Mesophyll

Abstract

Cells of the mesophyll make up the bulk of internal leaf tissue and are the major site of photosynthesis in a plant by virtue of containing large populations of chloroplast organelles. The differentiation of the mesophyll and its coordinated expansion is important to leaf function because light interception by chloroplasts and gas exchange in the internal airspaces of the leaf are crucial to optimise rates of photosynthesis. In dicotyledonous leaves there are two types of mesophyll cell; palisade mesophyll and spongy mesophyll. Palisade mesophyll cells are elongate and form a layer beneath the upper epidermis, whereas spongy mesophyll cells are internal to the lower epidermis. Mesophyll cells in monocotyledonous leaves are often highly lobed. All mesophyll cells contain large populations of chloroplasts, which enable the leaf to carry out photosynthetic carbon assimilation.

Key Concepts:

  • In dicotyledonous leaves there are two types of mesophyll cells, palisade mesophyll and spongy mesophyll.

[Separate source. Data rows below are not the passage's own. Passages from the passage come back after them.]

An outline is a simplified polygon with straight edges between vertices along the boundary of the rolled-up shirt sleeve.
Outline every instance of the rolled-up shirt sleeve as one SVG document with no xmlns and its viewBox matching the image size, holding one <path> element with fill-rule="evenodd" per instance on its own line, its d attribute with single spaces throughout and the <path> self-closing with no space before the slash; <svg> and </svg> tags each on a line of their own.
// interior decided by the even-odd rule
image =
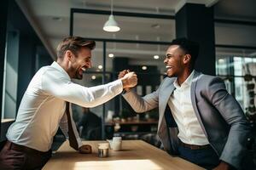
<svg viewBox="0 0 256 170">
<path fill-rule="evenodd" d="M 47 94 L 89 108 L 110 100 L 123 90 L 121 80 L 86 88 L 71 82 L 64 76 L 58 76 L 54 71 L 45 71 L 43 74 L 41 86 Z"/>
</svg>

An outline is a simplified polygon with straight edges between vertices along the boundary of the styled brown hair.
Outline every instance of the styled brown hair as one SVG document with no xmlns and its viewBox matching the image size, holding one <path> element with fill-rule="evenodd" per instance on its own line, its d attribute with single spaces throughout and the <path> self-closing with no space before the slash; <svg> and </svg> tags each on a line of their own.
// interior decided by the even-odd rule
<svg viewBox="0 0 256 170">
<path fill-rule="evenodd" d="M 75 55 L 82 48 L 89 48 L 94 49 L 96 46 L 95 41 L 87 40 L 80 37 L 69 37 L 64 38 L 57 47 L 57 57 L 62 58 L 67 50 L 72 51 Z"/>
</svg>

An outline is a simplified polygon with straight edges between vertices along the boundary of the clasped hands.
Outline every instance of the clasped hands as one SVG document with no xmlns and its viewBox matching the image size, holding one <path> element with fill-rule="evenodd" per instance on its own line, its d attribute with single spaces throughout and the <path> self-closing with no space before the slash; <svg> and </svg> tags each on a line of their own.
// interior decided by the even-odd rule
<svg viewBox="0 0 256 170">
<path fill-rule="evenodd" d="M 137 77 L 135 72 L 130 72 L 129 70 L 124 70 L 119 72 L 119 79 L 122 80 L 124 89 L 127 92 L 131 88 L 137 84 Z"/>
</svg>

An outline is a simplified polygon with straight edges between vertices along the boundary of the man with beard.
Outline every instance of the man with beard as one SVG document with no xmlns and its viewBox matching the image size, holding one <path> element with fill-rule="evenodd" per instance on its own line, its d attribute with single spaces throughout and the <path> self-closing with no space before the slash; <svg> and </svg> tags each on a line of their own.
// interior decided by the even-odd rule
<svg viewBox="0 0 256 170">
<path fill-rule="evenodd" d="M 221 78 L 194 70 L 198 53 L 197 42 L 173 40 L 160 88 L 143 98 L 128 88 L 123 96 L 137 112 L 159 107 L 157 134 L 168 153 L 207 169 L 249 169 L 249 124 Z"/>
<path fill-rule="evenodd" d="M 105 85 L 83 87 L 71 82 L 82 79 L 91 67 L 94 41 L 65 38 L 57 47 L 57 61 L 42 67 L 32 77 L 19 107 L 15 122 L 7 133 L 0 152 L 0 169 L 41 169 L 51 156 L 53 137 L 60 126 L 70 145 L 80 153 L 90 153 L 83 145 L 73 121 L 70 103 L 84 107 L 102 105 L 137 85 L 131 72 Z"/>
</svg>

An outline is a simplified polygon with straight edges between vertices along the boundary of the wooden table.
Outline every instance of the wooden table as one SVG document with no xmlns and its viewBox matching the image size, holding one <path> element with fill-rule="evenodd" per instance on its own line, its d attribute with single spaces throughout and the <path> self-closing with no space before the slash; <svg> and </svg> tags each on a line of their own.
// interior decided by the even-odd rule
<svg viewBox="0 0 256 170">
<path fill-rule="evenodd" d="M 122 150 L 109 150 L 108 157 L 97 156 L 97 144 L 102 141 L 84 141 L 92 146 L 92 154 L 82 155 L 66 141 L 44 167 L 44 170 L 184 170 L 203 169 L 142 140 L 123 140 Z M 105 141 L 103 141 L 105 142 Z"/>
</svg>

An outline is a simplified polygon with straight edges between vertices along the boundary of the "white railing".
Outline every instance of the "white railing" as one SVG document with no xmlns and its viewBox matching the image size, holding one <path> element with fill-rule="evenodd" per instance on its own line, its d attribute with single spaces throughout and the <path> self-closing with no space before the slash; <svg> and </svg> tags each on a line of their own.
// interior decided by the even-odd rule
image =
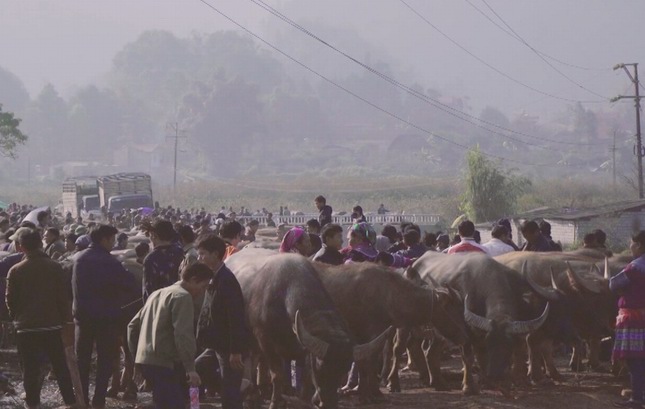
<svg viewBox="0 0 645 409">
<path fill-rule="evenodd" d="M 438 214 L 375 214 L 365 215 L 367 222 L 370 224 L 400 224 L 402 222 L 411 222 L 419 225 L 433 225 L 439 223 L 441 216 Z M 308 220 L 318 220 L 318 213 L 289 215 L 289 216 L 273 216 L 273 221 L 276 225 L 288 224 L 291 226 L 304 226 Z M 266 225 L 266 216 L 238 216 L 237 220 L 240 223 L 246 223 L 250 220 L 257 220 L 260 225 Z M 352 224 L 352 216 L 346 214 L 343 216 L 332 216 L 332 220 L 336 224 L 349 225 Z"/>
</svg>

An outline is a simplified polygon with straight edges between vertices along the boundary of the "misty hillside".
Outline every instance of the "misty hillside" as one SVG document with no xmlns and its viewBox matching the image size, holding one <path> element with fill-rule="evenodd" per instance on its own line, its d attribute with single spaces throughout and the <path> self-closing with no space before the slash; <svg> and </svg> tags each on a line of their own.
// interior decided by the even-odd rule
<svg viewBox="0 0 645 409">
<path fill-rule="evenodd" d="M 285 9 L 298 15 L 293 2 Z M 268 38 L 295 62 L 239 31 L 151 30 L 125 44 L 100 81 L 65 97 L 52 84 L 29 95 L 18 74 L 0 69 L 0 103 L 29 136 L 21 165 L 3 160 L 0 177 L 24 178 L 27 160 L 40 179 L 129 170 L 169 183 L 175 137 L 180 180 L 448 177 L 477 146 L 531 178 L 609 180 L 614 164 L 632 177 L 629 104 L 570 102 L 550 117 L 473 108 L 468 94 L 428 86 L 355 28 L 301 23 L 339 51 L 319 52 L 293 27 Z"/>
</svg>

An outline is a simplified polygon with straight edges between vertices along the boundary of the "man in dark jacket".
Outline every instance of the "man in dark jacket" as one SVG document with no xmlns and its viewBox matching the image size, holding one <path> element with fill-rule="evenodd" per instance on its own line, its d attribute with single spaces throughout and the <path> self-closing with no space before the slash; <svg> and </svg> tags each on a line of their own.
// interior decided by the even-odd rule
<svg viewBox="0 0 645 409">
<path fill-rule="evenodd" d="M 132 273 L 110 254 L 117 229 L 101 225 L 90 233 L 92 244 L 78 254 L 72 273 L 76 355 L 86 399 L 92 349 L 96 343 L 96 388 L 92 406 L 105 407 L 105 395 L 112 364 L 119 353 L 121 307 L 137 297 L 138 286 Z M 140 294 L 140 293 L 139 293 Z"/>
<path fill-rule="evenodd" d="M 421 243 L 421 234 L 418 226 L 409 226 L 403 233 L 403 243 L 407 246 L 405 250 L 399 250 L 396 254 L 407 258 L 419 258 L 428 249 Z"/>
<path fill-rule="evenodd" d="M 179 280 L 179 266 L 184 261 L 184 251 L 174 242 L 177 233 L 171 222 L 159 220 L 148 233 L 153 248 L 143 262 L 144 303 L 154 291 Z"/>
<path fill-rule="evenodd" d="M 250 333 L 245 323 L 242 289 L 222 261 L 225 253 L 226 243 L 214 234 L 197 242 L 199 261 L 213 270 L 213 278 L 198 322 L 198 343 L 207 349 L 197 358 L 196 366 L 200 376 L 202 373 L 212 376 L 215 355 L 222 375 L 222 408 L 242 409 L 242 355 L 248 351 Z"/>
<path fill-rule="evenodd" d="M 318 209 L 318 211 L 320 212 L 320 214 L 318 215 L 318 222 L 320 223 L 320 227 L 323 228 L 326 224 L 332 222 L 331 206 L 327 205 L 327 199 L 325 199 L 325 197 L 322 195 L 316 197 L 314 199 L 314 203 L 316 204 L 316 209 Z"/>
<path fill-rule="evenodd" d="M 328 224 L 322 230 L 322 248 L 314 255 L 313 261 L 331 264 L 343 264 L 345 257 L 340 254 L 343 247 L 343 228 L 337 224 Z"/>
<path fill-rule="evenodd" d="M 7 308 L 16 327 L 27 407 L 40 407 L 42 354 L 52 365 L 65 403 L 73 405 L 76 397 L 61 338 L 65 331 L 71 341 L 73 332 L 63 269 L 42 251 L 38 232 L 21 235 L 17 244 L 25 258 L 9 270 Z"/>
<path fill-rule="evenodd" d="M 530 220 L 522 223 L 520 231 L 526 240 L 526 243 L 524 243 L 524 246 L 522 247 L 522 251 L 556 251 L 549 243 L 549 240 L 544 237 L 540 231 L 540 226 L 538 226 L 535 221 Z"/>
</svg>

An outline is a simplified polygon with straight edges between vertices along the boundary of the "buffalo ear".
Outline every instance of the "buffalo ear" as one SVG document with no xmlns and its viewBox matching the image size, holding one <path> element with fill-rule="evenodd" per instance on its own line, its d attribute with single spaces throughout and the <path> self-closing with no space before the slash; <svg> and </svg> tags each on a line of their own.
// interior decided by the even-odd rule
<svg viewBox="0 0 645 409">
<path fill-rule="evenodd" d="M 450 294 L 450 290 L 445 287 L 435 288 L 432 291 L 434 291 L 435 299 L 441 307 L 445 307 L 446 305 L 448 305 L 448 303 L 452 299 L 452 294 Z"/>
</svg>

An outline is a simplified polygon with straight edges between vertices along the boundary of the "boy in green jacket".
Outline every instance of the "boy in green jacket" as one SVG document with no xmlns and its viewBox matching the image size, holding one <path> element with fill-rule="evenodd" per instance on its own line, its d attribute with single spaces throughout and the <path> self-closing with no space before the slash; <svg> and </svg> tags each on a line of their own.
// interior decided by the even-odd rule
<svg viewBox="0 0 645 409">
<path fill-rule="evenodd" d="M 195 371 L 194 299 L 204 295 L 213 272 L 195 263 L 181 281 L 155 291 L 128 325 L 128 343 L 136 371 L 152 383 L 156 408 L 183 408 L 186 379 L 199 386 Z"/>
</svg>

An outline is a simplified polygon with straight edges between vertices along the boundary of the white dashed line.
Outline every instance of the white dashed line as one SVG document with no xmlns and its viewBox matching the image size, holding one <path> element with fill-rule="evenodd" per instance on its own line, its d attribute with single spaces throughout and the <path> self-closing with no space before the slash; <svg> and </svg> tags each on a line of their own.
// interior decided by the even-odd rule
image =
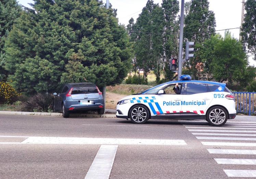
<svg viewBox="0 0 256 179">
<path fill-rule="evenodd" d="M 135 125 L 111 125 L 104 124 L 82 124 L 87 126 L 128 126 L 130 127 L 150 127 L 150 126 Z"/>
<path fill-rule="evenodd" d="M 101 146 L 85 179 L 109 178 L 118 146 Z"/>
</svg>

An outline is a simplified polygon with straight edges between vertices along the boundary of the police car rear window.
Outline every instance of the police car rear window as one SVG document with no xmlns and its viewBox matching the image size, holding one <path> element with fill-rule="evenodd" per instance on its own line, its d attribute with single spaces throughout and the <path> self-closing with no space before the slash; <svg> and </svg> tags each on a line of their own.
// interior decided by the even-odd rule
<svg viewBox="0 0 256 179">
<path fill-rule="evenodd" d="M 227 87 L 225 87 L 225 88 L 224 88 L 224 92 L 227 92 L 228 93 L 232 93 L 229 90 L 228 88 Z"/>
<path fill-rule="evenodd" d="M 216 85 L 212 84 L 208 84 L 208 86 L 209 88 L 210 88 L 210 90 L 212 92 L 215 91 L 219 87 L 219 86 L 218 85 Z"/>
<path fill-rule="evenodd" d="M 78 94 L 88 94 L 88 93 L 98 93 L 98 90 L 95 86 L 80 86 L 74 87 L 72 91 L 72 95 Z"/>
<path fill-rule="evenodd" d="M 204 83 L 188 83 L 187 86 L 187 95 L 206 93 L 207 87 Z"/>
</svg>

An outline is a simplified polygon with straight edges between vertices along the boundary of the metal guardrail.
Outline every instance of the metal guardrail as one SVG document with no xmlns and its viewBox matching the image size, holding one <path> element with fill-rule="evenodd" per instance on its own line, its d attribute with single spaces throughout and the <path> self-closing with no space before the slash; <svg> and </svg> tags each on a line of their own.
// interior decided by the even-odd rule
<svg viewBox="0 0 256 179">
<path fill-rule="evenodd" d="M 248 114 L 256 113 L 256 92 L 233 92 L 236 112 Z"/>
</svg>

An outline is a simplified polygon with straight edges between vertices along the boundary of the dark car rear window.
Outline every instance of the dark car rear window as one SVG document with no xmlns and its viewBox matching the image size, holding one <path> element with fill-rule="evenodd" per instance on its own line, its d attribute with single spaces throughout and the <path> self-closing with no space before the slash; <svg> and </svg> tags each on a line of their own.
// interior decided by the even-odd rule
<svg viewBox="0 0 256 179">
<path fill-rule="evenodd" d="M 88 93 L 98 93 L 98 90 L 95 86 L 80 86 L 74 87 L 72 91 L 72 95 L 78 94 L 88 94 Z"/>
</svg>

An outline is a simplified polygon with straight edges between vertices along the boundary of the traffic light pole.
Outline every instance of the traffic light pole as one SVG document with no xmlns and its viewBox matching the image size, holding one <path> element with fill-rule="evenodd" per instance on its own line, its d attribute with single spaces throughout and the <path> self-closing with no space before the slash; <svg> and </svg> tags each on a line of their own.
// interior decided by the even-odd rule
<svg viewBox="0 0 256 179">
<path fill-rule="evenodd" d="M 180 80 L 182 70 L 182 50 L 183 43 L 183 27 L 184 24 L 184 1 L 181 0 L 180 9 L 180 46 L 179 51 L 179 63 L 178 68 L 178 79 Z"/>
</svg>

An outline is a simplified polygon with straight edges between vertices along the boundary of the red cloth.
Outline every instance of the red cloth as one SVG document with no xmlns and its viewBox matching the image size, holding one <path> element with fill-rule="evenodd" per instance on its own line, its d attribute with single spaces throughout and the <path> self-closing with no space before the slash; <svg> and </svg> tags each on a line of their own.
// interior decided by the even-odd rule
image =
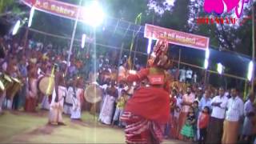
<svg viewBox="0 0 256 144">
<path fill-rule="evenodd" d="M 208 114 L 201 113 L 198 118 L 198 127 L 199 129 L 206 128 L 209 123 L 210 116 Z"/>
<path fill-rule="evenodd" d="M 137 74 L 128 76 L 127 81 L 142 81 L 147 78 L 149 73 L 149 69 L 143 69 Z M 166 124 L 170 119 L 169 93 L 163 86 L 141 87 L 128 100 L 125 111 Z"/>
<path fill-rule="evenodd" d="M 170 105 L 171 105 L 171 106 L 174 106 L 173 108 L 171 108 L 170 111 L 172 113 L 174 112 L 174 110 L 175 110 L 175 106 L 176 106 L 176 103 L 177 103 L 177 100 L 174 97 L 171 97 L 170 98 Z"/>
<path fill-rule="evenodd" d="M 126 123 L 126 143 L 158 144 L 162 141 L 161 125 L 127 111 L 121 116 L 121 120 Z"/>
</svg>

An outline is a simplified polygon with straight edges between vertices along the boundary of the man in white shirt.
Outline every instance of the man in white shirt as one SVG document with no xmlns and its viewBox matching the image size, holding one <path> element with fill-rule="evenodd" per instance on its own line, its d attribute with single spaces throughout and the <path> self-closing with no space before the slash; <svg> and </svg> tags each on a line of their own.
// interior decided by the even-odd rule
<svg viewBox="0 0 256 144">
<path fill-rule="evenodd" d="M 243 107 L 243 102 L 238 96 L 238 90 L 231 89 L 231 98 L 227 102 L 222 143 L 237 143 Z"/>
<path fill-rule="evenodd" d="M 186 82 L 191 83 L 191 82 L 192 82 L 192 74 L 193 74 L 193 71 L 191 70 L 190 68 L 189 68 L 186 71 Z"/>
<path fill-rule="evenodd" d="M 189 112 L 190 107 L 192 106 L 194 101 L 195 99 L 195 95 L 192 92 L 192 88 L 188 87 L 186 90 L 186 94 L 183 95 L 182 97 L 182 112 L 179 115 L 178 118 L 178 138 L 182 139 L 182 134 L 180 134 L 180 130 L 182 128 L 183 125 L 185 124 L 187 114 Z"/>
<path fill-rule="evenodd" d="M 248 100 L 245 103 L 244 106 L 244 115 L 245 120 L 242 126 L 242 140 L 250 143 L 250 140 L 253 134 L 253 118 L 254 116 L 254 102 L 255 99 L 255 95 L 254 93 L 250 93 L 248 97 Z"/>
<path fill-rule="evenodd" d="M 228 98 L 224 94 L 224 89 L 218 89 L 219 95 L 215 96 L 211 101 L 212 113 L 208 128 L 206 143 L 221 143 L 223 133 L 223 122 Z"/>
<path fill-rule="evenodd" d="M 183 67 L 180 71 L 180 76 L 179 76 L 179 81 L 180 82 L 185 82 L 186 81 L 186 70 Z"/>
<path fill-rule="evenodd" d="M 197 82 L 197 79 L 198 79 L 198 75 L 197 75 L 197 73 L 194 72 L 194 74 L 193 74 L 193 82 L 196 83 Z"/>
</svg>

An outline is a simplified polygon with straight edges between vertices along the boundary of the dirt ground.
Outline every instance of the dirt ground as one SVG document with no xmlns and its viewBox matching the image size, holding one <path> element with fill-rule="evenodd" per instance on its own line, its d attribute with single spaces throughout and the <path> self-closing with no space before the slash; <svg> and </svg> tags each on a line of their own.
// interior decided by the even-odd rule
<svg viewBox="0 0 256 144">
<path fill-rule="evenodd" d="M 122 129 L 100 124 L 87 112 L 82 122 L 64 116 L 66 126 L 47 125 L 48 112 L 5 111 L 0 115 L 0 143 L 124 143 Z M 164 143 L 181 143 L 174 140 Z"/>
</svg>

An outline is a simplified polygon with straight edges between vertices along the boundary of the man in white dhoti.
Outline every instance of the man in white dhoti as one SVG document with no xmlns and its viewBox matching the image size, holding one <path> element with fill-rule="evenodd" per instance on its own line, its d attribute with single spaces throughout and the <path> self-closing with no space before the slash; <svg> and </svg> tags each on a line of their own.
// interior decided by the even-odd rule
<svg viewBox="0 0 256 144">
<path fill-rule="evenodd" d="M 77 88 L 75 94 L 73 95 L 73 107 L 71 110 L 71 119 L 81 120 L 81 107 L 82 107 L 82 96 L 83 96 L 83 89 Z"/>
<path fill-rule="evenodd" d="M 59 70 L 57 68 L 55 74 L 55 87 L 50 105 L 49 124 L 65 125 L 62 119 L 64 97 L 67 93 L 64 81 L 65 66 L 62 65 Z"/>
<path fill-rule="evenodd" d="M 72 86 L 70 86 L 67 90 L 66 97 L 64 99 L 64 114 L 68 115 L 71 114 L 74 90 Z"/>
<path fill-rule="evenodd" d="M 105 96 L 106 98 L 99 114 L 99 121 L 106 125 L 111 124 L 114 102 L 118 97 L 118 90 L 115 88 L 114 82 L 111 82 L 110 85 L 111 86 L 106 89 L 106 95 Z"/>
</svg>

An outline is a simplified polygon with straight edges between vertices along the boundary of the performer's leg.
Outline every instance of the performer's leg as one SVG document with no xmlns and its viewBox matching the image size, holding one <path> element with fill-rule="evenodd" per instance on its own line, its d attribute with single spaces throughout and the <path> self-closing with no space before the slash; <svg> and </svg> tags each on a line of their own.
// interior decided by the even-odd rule
<svg viewBox="0 0 256 144">
<path fill-rule="evenodd" d="M 0 94 L 0 114 L 2 113 L 2 103 L 4 100 L 4 94 L 2 93 Z"/>
</svg>

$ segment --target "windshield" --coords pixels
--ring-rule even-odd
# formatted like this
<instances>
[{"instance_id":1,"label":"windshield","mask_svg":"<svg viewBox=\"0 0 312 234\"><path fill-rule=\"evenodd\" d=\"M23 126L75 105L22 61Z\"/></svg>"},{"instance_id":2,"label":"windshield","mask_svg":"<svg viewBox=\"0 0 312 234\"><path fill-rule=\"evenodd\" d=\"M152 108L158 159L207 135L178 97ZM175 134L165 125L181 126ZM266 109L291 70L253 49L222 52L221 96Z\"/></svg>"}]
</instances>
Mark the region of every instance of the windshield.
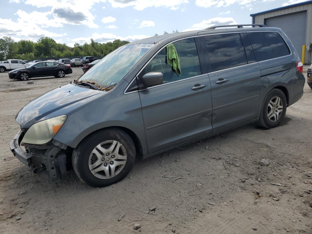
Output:
<instances>
[{"instance_id":1,"label":"windshield","mask_svg":"<svg viewBox=\"0 0 312 234\"><path fill-rule=\"evenodd\" d=\"M93 83L102 89L115 85L154 45L135 44L120 46L100 60L76 82Z\"/></svg>"}]
</instances>

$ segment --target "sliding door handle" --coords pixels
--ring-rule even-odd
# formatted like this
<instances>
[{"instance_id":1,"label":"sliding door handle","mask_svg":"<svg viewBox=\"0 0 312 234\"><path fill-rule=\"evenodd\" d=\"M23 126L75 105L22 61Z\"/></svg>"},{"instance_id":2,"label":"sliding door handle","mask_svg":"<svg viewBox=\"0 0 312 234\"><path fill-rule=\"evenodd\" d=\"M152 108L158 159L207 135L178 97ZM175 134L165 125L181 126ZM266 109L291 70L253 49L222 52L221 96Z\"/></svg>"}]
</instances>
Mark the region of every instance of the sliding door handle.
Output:
<instances>
[{"instance_id":1,"label":"sliding door handle","mask_svg":"<svg viewBox=\"0 0 312 234\"><path fill-rule=\"evenodd\" d=\"M199 84L197 84L194 86L192 88L192 90L197 90L200 89L202 89L203 88L205 88L207 85L201 85Z\"/></svg>"},{"instance_id":2,"label":"sliding door handle","mask_svg":"<svg viewBox=\"0 0 312 234\"><path fill-rule=\"evenodd\" d=\"M222 79L222 80L221 79ZM230 80L228 79L223 79L223 78L220 78L216 81L216 84L217 85L221 85L222 84L223 84L223 83L225 83L226 82L227 82Z\"/></svg>"}]
</instances>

  • Palisade mesophyll cells form a layer beneath the upper epidermis whereas spongy mesophyll cells are internal to the lower epidermis.

  • In monocotyledonous leaves, mesophyll cells are not differentiated into two types according to position in the leaf, although those cells circling the vascular tissue form a distinct cell‚Äźtype called the bundle sheath cell.

  • Mesophyll cells in monocotyledonous leaves are often highly lobed.

  • Mesophyll cells originate from the L2 and L3 layers of the shoot apical meristem.

  • A major role of leaf mesophyll cells is to contain large populations of chloroplasts, which carry out photosynthetic carbon assimilation facilitating plant growth.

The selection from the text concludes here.